Susan Lacy‘s Inventing David Geffen, an American Masters documentary, will air on PBS on 11.20.12. I watched it twice last summer in preparation for a PBS press event with Geffen at the Beverly Hilton. After covering this I posted a combination review and commentary on 7.22. With the show airing in two weeks I might as well re-run the piece.
Inventing David Geffen “is a somewhat candid backrub piece that pretty much allows the 69 year-old supermogul to tell his life story the way he wanted it told. Which feels okay as you’re watching it, I guess. It doesn’t excite but doesn’t offend either. And I watched it twice in a row, which says something.
“Lacy includes an occasional blunt comment (one-time litigant Neil Young shares a few choice phrases) about Geffen’s combative nature and scrappy business dealings so as to give a feeling that the doc doesn’t ‘flatter,’ but it mostly does flatter in a sense because it underlines how an awful lot of people are scared of Geffen, and therefore respectful. They all kiss the ring.
“Lacy’s doc is an engrossing sit because Geffen is a fascinating player, full of emotionality (some of it angry and combative) and contradictions and humor and fierce will. As a columnist I love rich hardballers (Geffen is worth over $5 billion) who are tough and know all the angles and how to play everything to their advantage, but Lacy’s doc is not about that territory. Not really.

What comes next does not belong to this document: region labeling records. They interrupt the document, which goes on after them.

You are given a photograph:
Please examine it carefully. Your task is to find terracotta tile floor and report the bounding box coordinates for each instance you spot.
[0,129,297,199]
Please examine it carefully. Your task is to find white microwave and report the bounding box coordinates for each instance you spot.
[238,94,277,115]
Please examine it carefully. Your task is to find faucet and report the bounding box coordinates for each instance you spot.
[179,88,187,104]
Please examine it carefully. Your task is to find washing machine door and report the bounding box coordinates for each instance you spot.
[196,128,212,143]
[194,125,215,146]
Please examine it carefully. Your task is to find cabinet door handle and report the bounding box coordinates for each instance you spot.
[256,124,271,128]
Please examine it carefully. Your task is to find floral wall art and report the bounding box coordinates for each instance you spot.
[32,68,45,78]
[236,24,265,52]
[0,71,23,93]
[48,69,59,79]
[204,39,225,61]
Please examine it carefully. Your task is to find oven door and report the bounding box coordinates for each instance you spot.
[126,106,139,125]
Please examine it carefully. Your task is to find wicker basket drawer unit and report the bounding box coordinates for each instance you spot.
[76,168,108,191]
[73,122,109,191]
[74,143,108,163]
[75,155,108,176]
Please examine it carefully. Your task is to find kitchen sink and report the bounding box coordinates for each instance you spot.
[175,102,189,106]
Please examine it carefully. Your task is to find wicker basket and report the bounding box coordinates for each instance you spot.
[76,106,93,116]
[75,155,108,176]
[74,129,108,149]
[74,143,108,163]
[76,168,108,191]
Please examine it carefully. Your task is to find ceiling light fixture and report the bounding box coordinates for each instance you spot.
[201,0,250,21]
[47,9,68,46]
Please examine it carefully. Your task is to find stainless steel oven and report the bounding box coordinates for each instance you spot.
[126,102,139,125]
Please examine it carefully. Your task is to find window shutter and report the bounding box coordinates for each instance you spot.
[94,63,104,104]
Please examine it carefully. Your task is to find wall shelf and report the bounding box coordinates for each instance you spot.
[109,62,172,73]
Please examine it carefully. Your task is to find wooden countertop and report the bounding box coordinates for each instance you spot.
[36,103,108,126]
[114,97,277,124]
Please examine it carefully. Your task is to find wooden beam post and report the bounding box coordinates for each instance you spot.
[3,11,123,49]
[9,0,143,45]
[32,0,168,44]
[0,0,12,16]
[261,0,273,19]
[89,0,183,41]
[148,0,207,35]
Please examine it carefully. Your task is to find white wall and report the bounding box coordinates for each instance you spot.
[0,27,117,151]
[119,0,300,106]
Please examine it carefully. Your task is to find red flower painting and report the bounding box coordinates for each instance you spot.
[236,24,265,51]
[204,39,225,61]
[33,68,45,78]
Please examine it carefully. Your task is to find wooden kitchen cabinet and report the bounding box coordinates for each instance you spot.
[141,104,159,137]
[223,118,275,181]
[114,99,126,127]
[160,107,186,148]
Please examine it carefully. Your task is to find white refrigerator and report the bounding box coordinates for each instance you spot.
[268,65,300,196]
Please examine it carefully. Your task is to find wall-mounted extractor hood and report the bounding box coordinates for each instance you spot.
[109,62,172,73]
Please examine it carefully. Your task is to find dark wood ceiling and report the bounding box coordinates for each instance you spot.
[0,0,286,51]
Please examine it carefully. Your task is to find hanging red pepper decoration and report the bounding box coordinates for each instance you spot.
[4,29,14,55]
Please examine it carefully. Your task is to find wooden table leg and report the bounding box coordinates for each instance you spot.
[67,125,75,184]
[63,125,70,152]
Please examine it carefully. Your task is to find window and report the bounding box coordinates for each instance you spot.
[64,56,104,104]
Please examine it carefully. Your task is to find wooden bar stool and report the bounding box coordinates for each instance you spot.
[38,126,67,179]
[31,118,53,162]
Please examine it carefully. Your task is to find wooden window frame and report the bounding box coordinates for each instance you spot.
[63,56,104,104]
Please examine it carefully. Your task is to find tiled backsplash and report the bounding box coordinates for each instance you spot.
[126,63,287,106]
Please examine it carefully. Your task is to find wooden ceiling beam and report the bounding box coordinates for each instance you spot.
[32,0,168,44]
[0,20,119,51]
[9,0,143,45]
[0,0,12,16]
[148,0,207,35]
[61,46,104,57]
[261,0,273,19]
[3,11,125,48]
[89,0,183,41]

“Inventing David Geffen is an agreeable thing, nostalgic for the ’60s and ’70s, flavorful and amusing at times and ‘honest’ as far as it goes but basically friendly and affectionate. Lacy obviously likes Geffen, and after watching her film it’s hard not to feel the same. He’s a kick, he’s been around, he’s lived it, he knows everyone.
“But if after seeing this film you want a less varnished portrait that’s probably closer to the real deal, dust off the late Tom King‘s 2001 biography — “The Operator: David Geffen Builds, Buys and Sells The New Hollywood.” Now that had real juice and adrenalin and aroma and nerve, you bet! Geffen hated it, calling it a hatchet job and conniving and agenda-driven, but if you read Lisa DePaulo’s June 2001 New York article about how King and Geffen’s relationship began amiably with a written agreement to give King access and then deteriorated and got worse and worse until everything was poison, it’s hard to accept Geffen’s view that King just set out to trash him with little regard for truth or fairness or appropriate journalistic standards.
During the PBS press q & a event Geffen said he’d “had no input into this film, honestly,” referring to Lacy’s doc. “I had nothing to do with the makeup of those questions. I wanted to tell the story as accurately as I can. I had no idea what this was gonna be. I didn’t think I was a good candidate for this thing. But I was happy with it.
“I’m proud of all the things I’ve done,” he said. “I [see] this film and I think, ‘wow, you did have all that.’ I don’t think about the past. I think about what I’m doing now. I really don’t reflect on my career. I don’t like to talk about myself. I avoid it as much as possible. When I saw the film, I thought ‘wow’…I was impressed.”